TBB’nin açıklaması şu şekilde:

“Türkiye Büyük Millet Meclisi (TBMM), Hatay Milletvekili Şerafettin Can Atalay’n milletvekilliğinin düşürülmesi hakkında Anayasa Mahkemesinin (AYM) yaptığı yokluk tespitini görüşmek üzere 16 Ağustos 2024 günü toplantıya çağrılmıştı. Ne var ki, Meclis çoğunluğu, genel görüşme açılmasını engelleyerek, TBMM Genel Kurulunca bugüne kadar süregelen yanlışın tespitini yapmak, yanlışın ortadan kaldırılması yolunda ilgili makamlarca adım atılması gerekliliğini ortaya koymak ve her şeyden öte gücünü Anayasa’dan alan bir hukuk devleti olduğumuzun altını çizme iradesinin ortaya konulmasını da engellemiştir. Görüşmeler esnasında TBMM Genel Kurulunda yaşanan ve bazı milletvekillerinin yaralanmasına, Genel Kurul kürsüsünde kan dökülmesine sebep olan hadiselerin hiçbir şekilde izah ve kabul imkânı bulunmamaktadır. ‘Egemenlik kayıtsız şartsız milletindir’ ifadesinin altında milletin temsilcilerine yapılan saldırı, milletin egemenliğine yönelmiştir.

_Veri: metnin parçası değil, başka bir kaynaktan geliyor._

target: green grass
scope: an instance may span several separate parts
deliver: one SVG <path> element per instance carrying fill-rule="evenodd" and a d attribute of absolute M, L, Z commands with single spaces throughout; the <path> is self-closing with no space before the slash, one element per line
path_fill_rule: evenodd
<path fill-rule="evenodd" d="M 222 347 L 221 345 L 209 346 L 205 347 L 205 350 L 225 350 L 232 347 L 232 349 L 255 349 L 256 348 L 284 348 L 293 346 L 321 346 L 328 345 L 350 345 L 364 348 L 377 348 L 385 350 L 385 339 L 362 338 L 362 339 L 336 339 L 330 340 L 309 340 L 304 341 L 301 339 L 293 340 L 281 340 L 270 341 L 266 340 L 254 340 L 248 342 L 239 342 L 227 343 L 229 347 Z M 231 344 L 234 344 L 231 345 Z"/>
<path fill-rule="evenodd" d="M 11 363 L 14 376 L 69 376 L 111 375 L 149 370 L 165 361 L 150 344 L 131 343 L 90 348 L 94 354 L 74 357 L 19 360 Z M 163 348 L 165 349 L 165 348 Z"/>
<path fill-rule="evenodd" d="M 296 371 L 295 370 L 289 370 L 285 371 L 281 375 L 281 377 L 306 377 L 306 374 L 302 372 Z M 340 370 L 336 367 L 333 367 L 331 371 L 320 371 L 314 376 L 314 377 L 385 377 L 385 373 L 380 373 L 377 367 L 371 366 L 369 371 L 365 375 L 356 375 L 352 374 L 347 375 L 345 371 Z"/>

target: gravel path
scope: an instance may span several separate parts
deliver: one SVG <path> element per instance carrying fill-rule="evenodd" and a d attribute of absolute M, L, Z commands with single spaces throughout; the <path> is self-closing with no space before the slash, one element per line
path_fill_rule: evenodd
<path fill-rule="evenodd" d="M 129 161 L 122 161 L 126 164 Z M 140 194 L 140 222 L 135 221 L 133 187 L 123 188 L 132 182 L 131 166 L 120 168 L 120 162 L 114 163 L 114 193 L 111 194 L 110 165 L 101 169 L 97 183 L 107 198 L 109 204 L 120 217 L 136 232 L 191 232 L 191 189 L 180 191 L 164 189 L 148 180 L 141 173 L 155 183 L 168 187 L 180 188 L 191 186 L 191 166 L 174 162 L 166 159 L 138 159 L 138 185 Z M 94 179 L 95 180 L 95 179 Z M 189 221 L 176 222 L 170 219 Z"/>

AYM’nin 22/2/2024 tarih, E. 2024/43 ve K. 2024/65 sayılı kararındaki yokluk tespiti, Ş. Can Atalay’ın milletvekilliğinin düşmediğini ifade etmektedir. TBMM’nin veya herhangi başka bir organın bu kararın doğruluğu veya yanlışlığı üzerine bir oylama yapma yetkisi bulunmadığı gibi, kararın sonuçlarını ortadan kaldıracak şekilde hareket etmesi de mümkün değildir. AYM’ye göre, Ş. Can Atalay’ın hakkındaki yargı kararının TBMM Genel Kurulunda okunması suretiyle milletvekilliğinin düşürülmesi işlemi, ‘fiilî (de facto) bir durum’ yani ‘hukuken var olmayan’ bir işlemdir. Hiç var olmadığı tespit edilen bir işleme dayanılarak, bir milletvekilinin cezaevinde tutulması, Meclis çalışmalarına katılmasının engellenmesi, kişi güvenliği ve özgürlüğü hakkı ihlalinin yanında yasama organına yönelik ağır bir saldırıdır. Karşı karşıya olduğumuz durum, Ş. Can Atalay’ın milletvekilliğinin ötesinde, anayasal düzenimiz bakımından bir varlık yokluk meselesi hâline gelmiştir. Herkesi bu sorumluluk bilinciyle hareket etmeye, Hatay Milletvekili Ş. Can Atalay’ın derhal serbest bırakılarak, Meclis çalışmalarına katılmasını sağlamaya davet ediyoruz.”